The Kadampa tradition was later promoted widely in Tibet by Je Tsongkhapa and his followers who were known as the ‘New Kadampas’.
Transforming daily activities into the path
By integrating their knowledge of all Buddha’s teachings into their practice of Lamrim, and by integrating this into their everyday lives, Kadampa Buddhists are encouraged to use Buddha’s teachings as practical methods for transforming daily activities into the path to enlightenment.
The great Kadampa Teachers are famous not only for being great scholars, but also for being spiritual practitioners of immense purity and sincerity.
The lineage of these teachings, both their oral transmission and blessings, was then passed from teacher to disciple, spreading throughout much of Asia and now to many countries throughout the western world.
Buddha’s teachings, which are known as “Dharma”, are likened to a wheel that moves from country to country in accordance with changing conditions and people’s karmic inclinations.

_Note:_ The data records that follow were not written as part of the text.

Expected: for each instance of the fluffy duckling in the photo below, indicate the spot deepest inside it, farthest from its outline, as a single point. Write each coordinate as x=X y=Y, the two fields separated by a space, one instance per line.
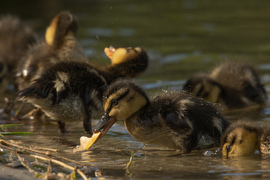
x=72 y=91
x=15 y=40
x=60 y=45
x=175 y=120
x=244 y=138
x=233 y=85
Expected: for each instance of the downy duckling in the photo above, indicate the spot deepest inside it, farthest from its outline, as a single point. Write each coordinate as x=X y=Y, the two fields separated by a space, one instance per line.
x=15 y=40
x=233 y=85
x=72 y=91
x=60 y=45
x=244 y=138
x=173 y=119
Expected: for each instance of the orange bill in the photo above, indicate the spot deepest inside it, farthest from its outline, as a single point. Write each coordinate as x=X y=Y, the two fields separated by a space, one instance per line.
x=109 y=51
x=86 y=142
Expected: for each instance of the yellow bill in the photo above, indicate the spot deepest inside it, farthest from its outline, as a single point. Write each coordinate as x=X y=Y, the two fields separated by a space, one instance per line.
x=86 y=143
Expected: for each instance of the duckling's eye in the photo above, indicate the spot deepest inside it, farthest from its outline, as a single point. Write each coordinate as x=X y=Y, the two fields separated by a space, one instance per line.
x=228 y=148
x=114 y=102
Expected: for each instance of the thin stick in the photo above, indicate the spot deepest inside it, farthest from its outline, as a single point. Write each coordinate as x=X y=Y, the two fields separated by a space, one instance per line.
x=60 y=163
x=27 y=167
x=47 y=153
x=129 y=163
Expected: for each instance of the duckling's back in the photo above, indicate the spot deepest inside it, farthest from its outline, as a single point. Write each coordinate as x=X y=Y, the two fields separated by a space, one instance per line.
x=179 y=121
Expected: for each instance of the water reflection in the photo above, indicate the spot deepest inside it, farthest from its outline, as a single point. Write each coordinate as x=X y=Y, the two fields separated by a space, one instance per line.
x=182 y=38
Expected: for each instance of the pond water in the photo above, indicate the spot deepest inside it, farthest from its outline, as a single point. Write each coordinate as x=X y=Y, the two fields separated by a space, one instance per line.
x=181 y=37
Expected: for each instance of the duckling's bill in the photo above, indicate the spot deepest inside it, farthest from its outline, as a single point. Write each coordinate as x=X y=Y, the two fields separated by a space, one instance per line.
x=105 y=123
x=109 y=51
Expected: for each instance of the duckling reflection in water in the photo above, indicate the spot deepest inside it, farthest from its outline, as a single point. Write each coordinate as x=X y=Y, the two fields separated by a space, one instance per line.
x=233 y=85
x=15 y=40
x=244 y=138
x=60 y=45
x=173 y=119
x=73 y=91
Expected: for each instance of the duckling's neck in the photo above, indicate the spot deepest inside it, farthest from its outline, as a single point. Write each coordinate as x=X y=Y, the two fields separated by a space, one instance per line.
x=130 y=68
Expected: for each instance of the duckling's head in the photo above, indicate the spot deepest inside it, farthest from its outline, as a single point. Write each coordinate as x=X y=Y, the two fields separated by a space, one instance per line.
x=61 y=26
x=121 y=55
x=122 y=99
x=201 y=85
x=240 y=79
x=240 y=139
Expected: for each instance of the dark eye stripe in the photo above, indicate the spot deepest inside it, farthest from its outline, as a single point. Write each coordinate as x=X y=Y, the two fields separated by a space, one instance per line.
x=118 y=99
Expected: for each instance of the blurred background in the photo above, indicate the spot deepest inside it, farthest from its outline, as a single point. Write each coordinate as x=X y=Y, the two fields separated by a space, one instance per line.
x=181 y=37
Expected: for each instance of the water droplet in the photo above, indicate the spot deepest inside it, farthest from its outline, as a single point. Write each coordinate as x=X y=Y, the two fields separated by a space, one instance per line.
x=208 y=153
x=164 y=90
x=167 y=102
x=156 y=98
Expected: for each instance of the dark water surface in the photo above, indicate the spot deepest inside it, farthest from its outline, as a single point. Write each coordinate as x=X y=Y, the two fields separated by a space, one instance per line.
x=182 y=38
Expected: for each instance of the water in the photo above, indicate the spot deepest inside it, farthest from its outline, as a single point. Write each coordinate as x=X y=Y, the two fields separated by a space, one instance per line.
x=181 y=38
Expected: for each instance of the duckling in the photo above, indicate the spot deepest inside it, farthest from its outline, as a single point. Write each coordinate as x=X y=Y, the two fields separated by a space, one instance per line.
x=60 y=45
x=15 y=40
x=232 y=84
x=244 y=138
x=73 y=91
x=173 y=119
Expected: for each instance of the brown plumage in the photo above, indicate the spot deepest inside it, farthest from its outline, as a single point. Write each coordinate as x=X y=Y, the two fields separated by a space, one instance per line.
x=244 y=138
x=172 y=119
x=60 y=45
x=72 y=91
x=15 y=40
x=233 y=85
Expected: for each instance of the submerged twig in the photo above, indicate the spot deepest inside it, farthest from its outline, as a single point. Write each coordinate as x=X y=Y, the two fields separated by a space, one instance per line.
x=130 y=161
x=21 y=149
x=25 y=165
x=61 y=164
x=47 y=152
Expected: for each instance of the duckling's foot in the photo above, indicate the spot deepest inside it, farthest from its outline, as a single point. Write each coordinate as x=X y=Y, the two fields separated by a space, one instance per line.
x=61 y=126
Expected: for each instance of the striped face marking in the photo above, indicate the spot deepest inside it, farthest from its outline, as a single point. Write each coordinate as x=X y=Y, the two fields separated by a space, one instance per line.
x=240 y=142
x=123 y=103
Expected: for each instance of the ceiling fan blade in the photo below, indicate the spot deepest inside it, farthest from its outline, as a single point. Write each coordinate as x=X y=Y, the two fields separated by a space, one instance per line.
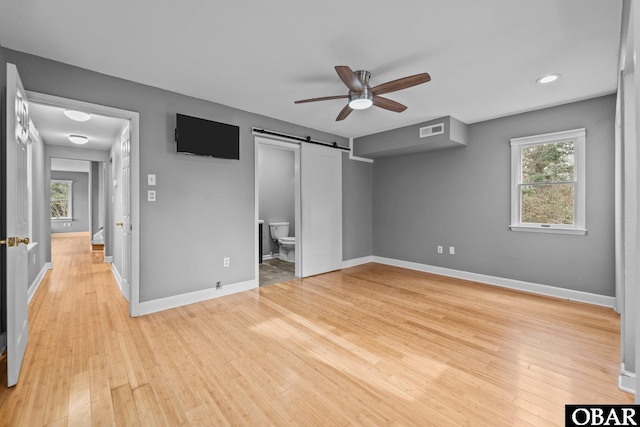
x=349 y=78
x=324 y=98
x=344 y=113
x=400 y=84
x=388 y=104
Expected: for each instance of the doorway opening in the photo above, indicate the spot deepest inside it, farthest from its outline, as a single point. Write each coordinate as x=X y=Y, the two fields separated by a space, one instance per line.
x=277 y=172
x=114 y=163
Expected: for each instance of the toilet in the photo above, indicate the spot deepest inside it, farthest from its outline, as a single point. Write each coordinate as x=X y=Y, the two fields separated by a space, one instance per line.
x=280 y=233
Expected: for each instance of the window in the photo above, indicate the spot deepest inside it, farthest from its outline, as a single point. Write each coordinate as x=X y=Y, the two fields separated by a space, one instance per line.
x=61 y=199
x=548 y=183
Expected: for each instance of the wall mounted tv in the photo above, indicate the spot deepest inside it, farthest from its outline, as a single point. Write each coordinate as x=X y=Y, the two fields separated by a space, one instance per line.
x=202 y=137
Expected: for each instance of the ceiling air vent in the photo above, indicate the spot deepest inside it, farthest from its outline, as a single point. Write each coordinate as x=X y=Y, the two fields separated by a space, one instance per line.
x=432 y=130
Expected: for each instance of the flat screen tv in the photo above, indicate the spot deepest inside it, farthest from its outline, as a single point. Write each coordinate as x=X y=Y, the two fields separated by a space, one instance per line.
x=202 y=137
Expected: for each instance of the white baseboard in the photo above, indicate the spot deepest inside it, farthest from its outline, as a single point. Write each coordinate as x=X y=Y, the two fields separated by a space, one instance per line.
x=123 y=287
x=520 y=285
x=38 y=280
x=357 y=261
x=160 y=304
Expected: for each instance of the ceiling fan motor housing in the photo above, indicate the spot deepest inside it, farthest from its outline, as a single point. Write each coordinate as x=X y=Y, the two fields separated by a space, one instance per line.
x=360 y=100
x=364 y=77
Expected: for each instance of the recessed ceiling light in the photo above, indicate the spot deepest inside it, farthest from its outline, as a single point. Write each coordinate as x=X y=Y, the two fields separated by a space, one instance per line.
x=78 y=139
x=78 y=116
x=548 y=78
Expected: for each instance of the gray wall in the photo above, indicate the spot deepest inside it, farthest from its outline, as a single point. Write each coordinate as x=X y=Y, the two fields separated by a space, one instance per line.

The external forms of presenting Buddhism may change as it encounters different cultures and societies, but its essential authenticity is ensured through the continuation of an unbroken lineage of teachers.
Modern Kadampa Buddhism
Through the activities and dedication of our founder, Venerable Geshe Kelsang Gyatso, modern Kadampa Buddhism has been made accessible to people living in many countries around the world. In particular, he has been instrumental in helping us see the relevance of Buddha's teachings to life in the twenty-first century, and he has been able to present these teachings in such a way that all of us can all find a greater sense of peace and meaning in our lives, whether we are Buddhist or non-Buddhist.